Переход от ужасов допроса к долгим годам одинокого существования не был резким. Поначалу ежедневно, затем все реже Николая посещал тот самый нервный, растерянный, постоянно, казалось, чем-то встревоженный японский доктор, который засвидетельствовал смерть генерала. Все лечение состояло исключительно в профилактических повязках, без каких-либо попыток со стороны врача зашить раны или наложить гипс на сломанные кости и хрящи. Во время каждого визита доктор то и дело покачивал головой, со свистом втягивал воздух через стиснутые зубы и что-то бормотал себе под нос, точно не одобряя своего собственного участия в этой вакханалии насилия и жестокости.
Японским охранникам приказано было обслуживать заключенного в полном молчании, однако в первые дни им пришлось инструктировать Николая, объясняя ему основные правила распорядка дня. Разговаривая с ним, они употребляли грубые слова, речь их звучала резко, отрывисто, но это не было проявлением их личной к нему антипатии, а только указанием на глубокую социальную пропасть, пролегавшую между пленником и его тюремщиками. Как только узник усвоил правила тюремного поведения, они прекратили с ним всякие разговоры, и большую часть трехлетнего заключения Николай не слышал иного человеческого голоса, кроме своего собственного, если не считать регулярно повторявшихся каждые шесть месяцев получасовых визитов младшего тюремного служащего, ответственного за социальное и психическое благополучие заключенных.
Прошел почти месяц, прежде чем последние следы-воздействия наркотиков исчезли, перестав влиять на его рассудок и нервную систему, и только тогда он отважился несколько ослабить свою бдительность, не ожидая больше каждую минуту внезапно накатывавших на него кошмаров, снов наяву, ужасных, чудовищных искажений времени и пространства, которые захватывали его врасплох, толкали в черную пучину безумия и, отступая, оставляли его, задыхающегося, обливающегося потом, в углу камеры; он сидел там, скорчившись, опустошенный, обессиленный, с ужасом думая о том, как бы эти временные помутнения сознания не овладели им навсегда.
По поводу исчезновения Хела Николая Александровича к оккупационным властям не поступало никаких запросов.
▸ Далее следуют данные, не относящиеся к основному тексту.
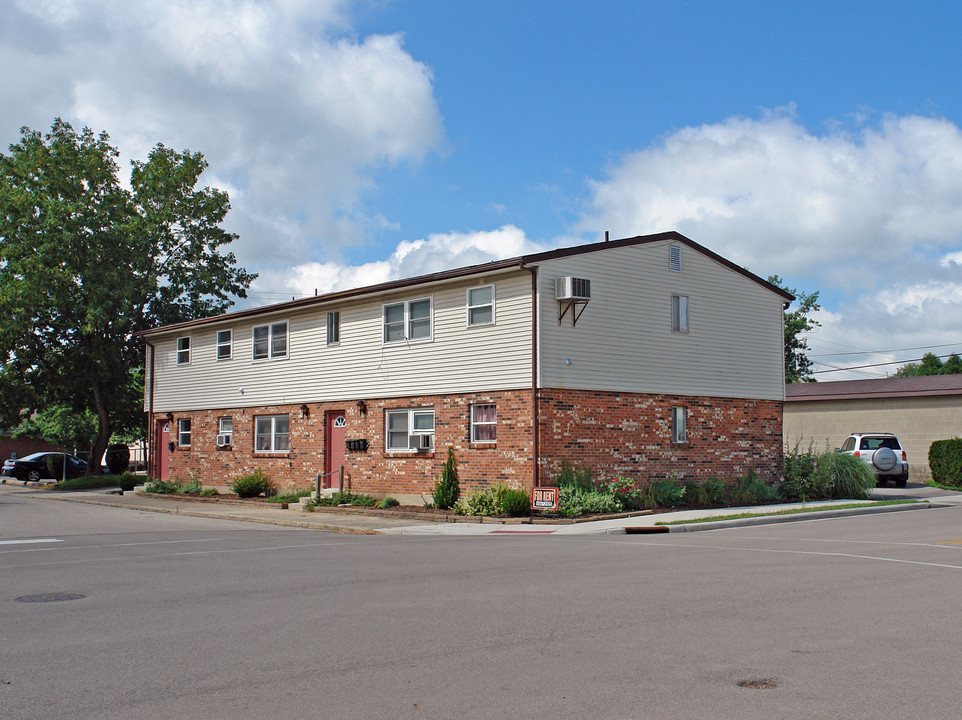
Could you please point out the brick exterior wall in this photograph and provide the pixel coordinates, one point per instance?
(374, 471)
(629, 435)
(614, 434)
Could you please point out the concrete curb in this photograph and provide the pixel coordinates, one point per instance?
(772, 519)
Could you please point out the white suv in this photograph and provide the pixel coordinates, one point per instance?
(883, 452)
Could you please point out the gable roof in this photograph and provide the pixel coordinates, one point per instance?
(521, 262)
(925, 385)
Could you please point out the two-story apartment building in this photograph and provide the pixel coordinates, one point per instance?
(644, 357)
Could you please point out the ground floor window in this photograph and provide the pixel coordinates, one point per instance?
(409, 429)
(272, 433)
(679, 432)
(484, 423)
(183, 432)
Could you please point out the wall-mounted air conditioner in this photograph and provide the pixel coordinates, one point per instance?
(569, 288)
(422, 443)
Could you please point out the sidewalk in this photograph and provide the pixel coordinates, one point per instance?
(337, 521)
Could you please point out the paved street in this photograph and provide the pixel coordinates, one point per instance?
(202, 618)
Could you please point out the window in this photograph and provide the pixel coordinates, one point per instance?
(484, 423)
(407, 321)
(679, 313)
(183, 432)
(333, 327)
(679, 432)
(481, 305)
(411, 429)
(183, 350)
(270, 341)
(225, 344)
(225, 431)
(272, 433)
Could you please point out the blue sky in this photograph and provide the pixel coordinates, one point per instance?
(362, 141)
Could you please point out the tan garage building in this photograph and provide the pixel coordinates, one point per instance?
(918, 410)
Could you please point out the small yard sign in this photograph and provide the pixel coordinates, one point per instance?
(544, 498)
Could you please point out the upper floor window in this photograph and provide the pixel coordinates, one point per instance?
(270, 341)
(183, 350)
(183, 432)
(409, 429)
(679, 313)
(484, 423)
(679, 422)
(333, 327)
(272, 433)
(410, 320)
(225, 344)
(481, 305)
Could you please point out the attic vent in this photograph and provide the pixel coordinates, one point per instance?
(570, 288)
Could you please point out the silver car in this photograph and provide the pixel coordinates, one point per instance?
(883, 453)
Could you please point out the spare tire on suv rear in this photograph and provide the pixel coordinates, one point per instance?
(884, 459)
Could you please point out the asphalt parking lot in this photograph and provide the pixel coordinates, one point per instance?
(197, 617)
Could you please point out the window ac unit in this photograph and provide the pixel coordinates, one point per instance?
(422, 442)
(569, 288)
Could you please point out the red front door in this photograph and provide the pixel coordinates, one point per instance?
(334, 436)
(163, 448)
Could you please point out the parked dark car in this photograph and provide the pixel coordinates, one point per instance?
(34, 467)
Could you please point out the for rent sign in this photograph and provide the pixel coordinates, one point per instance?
(544, 498)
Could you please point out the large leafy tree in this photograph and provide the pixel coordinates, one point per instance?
(798, 322)
(85, 263)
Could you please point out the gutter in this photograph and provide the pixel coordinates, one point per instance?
(535, 424)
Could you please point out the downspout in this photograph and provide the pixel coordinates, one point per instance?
(535, 419)
(151, 429)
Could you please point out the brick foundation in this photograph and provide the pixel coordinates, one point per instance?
(614, 434)
(629, 435)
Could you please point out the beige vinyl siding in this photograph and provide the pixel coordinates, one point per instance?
(457, 359)
(624, 342)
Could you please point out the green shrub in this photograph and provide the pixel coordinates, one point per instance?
(127, 481)
(945, 460)
(667, 493)
(447, 489)
(252, 485)
(162, 487)
(576, 501)
(749, 490)
(512, 501)
(576, 477)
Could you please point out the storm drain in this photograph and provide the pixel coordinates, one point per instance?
(759, 683)
(50, 597)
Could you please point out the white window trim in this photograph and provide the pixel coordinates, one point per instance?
(406, 304)
(229, 344)
(676, 313)
(273, 449)
(469, 306)
(220, 428)
(270, 341)
(475, 424)
(337, 314)
(411, 412)
(679, 425)
(178, 350)
(181, 432)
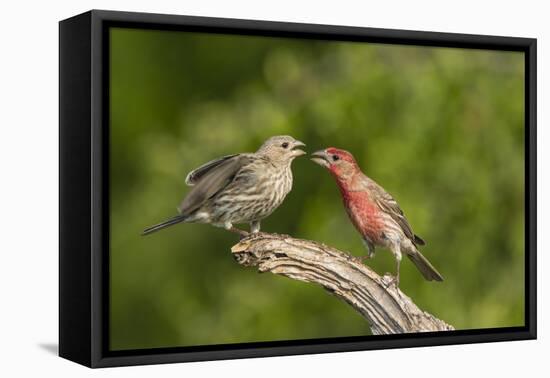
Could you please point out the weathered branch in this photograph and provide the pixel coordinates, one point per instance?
(385, 307)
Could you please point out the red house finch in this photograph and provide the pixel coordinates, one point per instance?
(374, 212)
(240, 188)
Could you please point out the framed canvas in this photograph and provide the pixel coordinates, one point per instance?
(318, 155)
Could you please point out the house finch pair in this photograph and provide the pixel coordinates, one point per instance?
(246, 188)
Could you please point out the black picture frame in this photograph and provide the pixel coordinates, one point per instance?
(84, 188)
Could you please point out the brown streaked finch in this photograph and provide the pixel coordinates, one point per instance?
(374, 212)
(240, 188)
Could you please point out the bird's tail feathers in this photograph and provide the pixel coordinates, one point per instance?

Не было никаких попыток ни освободить его, ни ускорить суд над ним. Он не являлся гражданином ни одной страны; у него не было документов; ни одно консульство не выступило в защиту его гражданских прав.
Лишь однажды слабая рябь всколыхнула застоявшуюся ряску бюрократической рутины. Причиной тому послужил короткий визит в здание Сан Син госпожи Симура и господина Ватанабэ, которые ночи напролет переговаривались шепотом, собирая все свое мужество, чтобы совершить этот безнадежный, заранее обреченный на неудачу поступок в знак благодарности к своему благодетелю. Наткнувшись на какого-то мелкого чиновника, старики торопливо, сбивчиво изложили свое дело, всячески стараясь показать свое робкое смирение и незначительность. Все переговоры госпожа Симура взяла на себя, а господин Ватанабэ только кланялся, не отрывая глаз от лица чиновника, воплощавшего в себе всю неисчислимую мощь Оккупационных сил. Старики понимали, что, сунувшись в самое логово американцев, подвергают себя опасности потерять и дом, и то немногое, что оставил им Николай, однако их чувства чести и порядочности требовали, чтобы они пошли на этот риск.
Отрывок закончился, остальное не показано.